Biden ran for president in 1988 and 2008. Both times were considered flops. He withdrew from the 1988 campaign before the Iowa caucuses in part because of a plagiarism scandal. In 2008, Biden carved out a niche during the debates as a foreign policy expert but finished well behind fellow Sens. Barack Obama and Hillary Clinton in Iowa, and quickly dropped out.
But Biden had made an impression on Obama during those debates. That summer, looking to compensate for his lack of foreign policy experience and his relative newness to Washington — and also looking to appeal to white voters who may have been skeptical of the first Black major-party presidential nominee — Obama tapped Biden as his running mate.
Biden headed several key policy efforts for the Obama administration, including the 2009 stimulus package that’s credited with helping pull the economy out of a spiral toward a depression. Biden helped set the administration’s foreign policy agenda and often acted as the more aloof Obama’s emissary to Republican congressional leaders like Kentucky’s Mitch McConnell. Biden and the Senate Republican leader crafted several budget compromises in the later years of the Obama administration.
When Obama signed the landmark Affordable Care Act in 2010, Biden punctuated the moment with a hot mic assessment that instantly became iconic in Democratic circles: “This,” Biden whispered into the president’s ear as they stood in the White House East Room, “is a big f****** deal.”
Biden weighed another run for president in 2016, but it was clear many people in Obama’s orbit, including the president himself, preferred Clinton as the party’s next standard-bearer.
Another, devastating factor sealed Biden’s decision not to run: Tragedy struck his family one more time as his son Beau, who had risen to become Delaware’s attorney general, died of brain cancer in 2015.
A dramatic turn in South Carolina
By the time Biden decided to enter the presidential race this cycle, in April 2019, there were already some 20 other Democrats in the field.
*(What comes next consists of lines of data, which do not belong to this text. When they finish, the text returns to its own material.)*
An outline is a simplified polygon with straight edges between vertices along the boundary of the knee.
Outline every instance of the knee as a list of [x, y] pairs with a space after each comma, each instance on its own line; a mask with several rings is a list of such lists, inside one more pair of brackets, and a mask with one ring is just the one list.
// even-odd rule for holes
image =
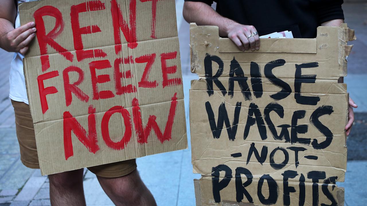
[[83, 185], [83, 172], [77, 170], [66, 172], [48, 176], [50, 187], [73, 188]]
[[103, 187], [109, 191], [110, 194], [114, 196], [114, 199], [128, 205], [140, 205], [142, 193], [146, 190], [137, 172], [117, 178], [100, 177], [99, 179], [101, 184], [104, 185]]

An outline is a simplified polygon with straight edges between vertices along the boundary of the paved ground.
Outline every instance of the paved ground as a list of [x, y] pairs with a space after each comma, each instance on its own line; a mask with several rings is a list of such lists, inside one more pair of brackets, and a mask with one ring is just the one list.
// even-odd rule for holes
[[[189, 25], [182, 17], [183, 1], [176, 0], [178, 27], [181, 55], [187, 122], [190, 81], [195, 77], [189, 71]], [[350, 95], [359, 107], [356, 121], [348, 137], [348, 162], [345, 182], [348, 206], [366, 205], [367, 180], [367, 4], [345, 4], [344, 9], [349, 26], [356, 30], [358, 40], [348, 58], [348, 74], [345, 78]], [[9, 65], [12, 54], [0, 50], [0, 206], [49, 205], [49, 184], [38, 170], [29, 169], [19, 160], [19, 146], [14, 128], [14, 111], [9, 92]], [[188, 136], [190, 131], [188, 126]], [[189, 147], [190, 147], [189, 144]], [[192, 173], [190, 148], [139, 158], [139, 170], [159, 206], [194, 205], [193, 180], [200, 175]], [[169, 171], [163, 174], [163, 171]], [[98, 184], [95, 176], [86, 170], [84, 192], [88, 206], [113, 205]]]

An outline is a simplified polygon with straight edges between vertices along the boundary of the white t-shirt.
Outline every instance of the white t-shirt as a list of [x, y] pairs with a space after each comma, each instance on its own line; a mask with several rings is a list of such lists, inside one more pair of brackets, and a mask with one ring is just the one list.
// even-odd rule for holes
[[[18, 0], [18, 3], [32, 1], [37, 0]], [[17, 16], [15, 28], [20, 26], [19, 15]], [[25, 87], [25, 80], [23, 71], [23, 58], [24, 56], [21, 54], [15, 53], [10, 65], [9, 76], [10, 88], [9, 97], [17, 102], [22, 102], [28, 104], [28, 97]]]

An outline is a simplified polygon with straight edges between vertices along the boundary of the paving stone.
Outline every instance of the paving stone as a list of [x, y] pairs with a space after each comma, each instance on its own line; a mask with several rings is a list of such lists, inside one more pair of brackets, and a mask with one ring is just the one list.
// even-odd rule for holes
[[85, 180], [84, 186], [87, 205], [114, 205], [101, 187], [97, 178]]
[[39, 190], [47, 178], [45, 177], [32, 177], [27, 181], [20, 192], [18, 194], [15, 200], [18, 201], [31, 201], [36, 195]]
[[48, 206], [51, 205], [50, 199], [39, 199], [32, 201], [29, 206]]
[[41, 188], [33, 198], [34, 199], [50, 199], [50, 188]]
[[18, 193], [18, 190], [3, 190], [0, 192], [0, 196], [14, 196]]
[[86, 174], [84, 175], [84, 179], [88, 179], [89, 178], [95, 178], [96, 177], [95, 174], [94, 174], [93, 173], [91, 172], [88, 170]]
[[0, 197], [0, 202], [9, 202], [14, 199], [14, 196], [7, 196], [6, 197]]
[[27, 206], [30, 201], [14, 201], [12, 202], [10, 206]]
But Biden entered the crowded primary as the clear front-runner, with strong name recognition and a simple message — he was running to “restore the soul of our nation.” He spoke about morality, character and unity.
It was, to his critics on the left within his own party, the wrong message for this moment; it was optimistic when many Democrats were demoralized and angry.
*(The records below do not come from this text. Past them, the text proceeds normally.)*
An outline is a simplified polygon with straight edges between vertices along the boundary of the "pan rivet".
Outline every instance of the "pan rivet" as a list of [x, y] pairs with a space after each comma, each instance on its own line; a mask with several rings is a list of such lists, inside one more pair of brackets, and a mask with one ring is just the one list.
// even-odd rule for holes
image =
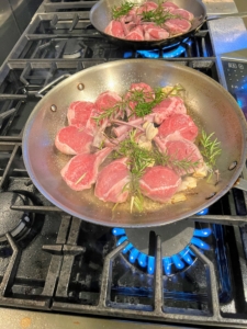
[[56, 112], [56, 111], [57, 111], [57, 106], [53, 104], [53, 105], [50, 106], [50, 110], [52, 110], [53, 112]]
[[205, 200], [210, 200], [210, 198], [212, 198], [214, 195], [216, 195], [217, 194], [217, 192], [213, 192], [210, 196], [207, 196]]
[[237, 161], [234, 161], [229, 164], [228, 170], [234, 170], [234, 168], [236, 168], [237, 166]]
[[83, 84], [83, 83], [79, 83], [79, 84], [77, 86], [77, 89], [78, 89], [78, 90], [83, 90], [83, 89], [85, 89], [85, 84]]

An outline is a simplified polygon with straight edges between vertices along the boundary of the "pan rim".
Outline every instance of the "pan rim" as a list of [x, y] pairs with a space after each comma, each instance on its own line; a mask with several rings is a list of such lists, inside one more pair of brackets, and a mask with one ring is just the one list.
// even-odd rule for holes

Throughout the primaries, Biden spoke of bipartisanship when many Democrats were convinced that was an outdated political vision. Progressives thought of Biden as the out-of-touch elder statesman who didn’t understand the modern Democratic Party.
They wanted sweeping systemic change; they wanted “Medicare For-All”; they wanted a wealth tax. And Biden seemed to offer only incremental solutions to their problems.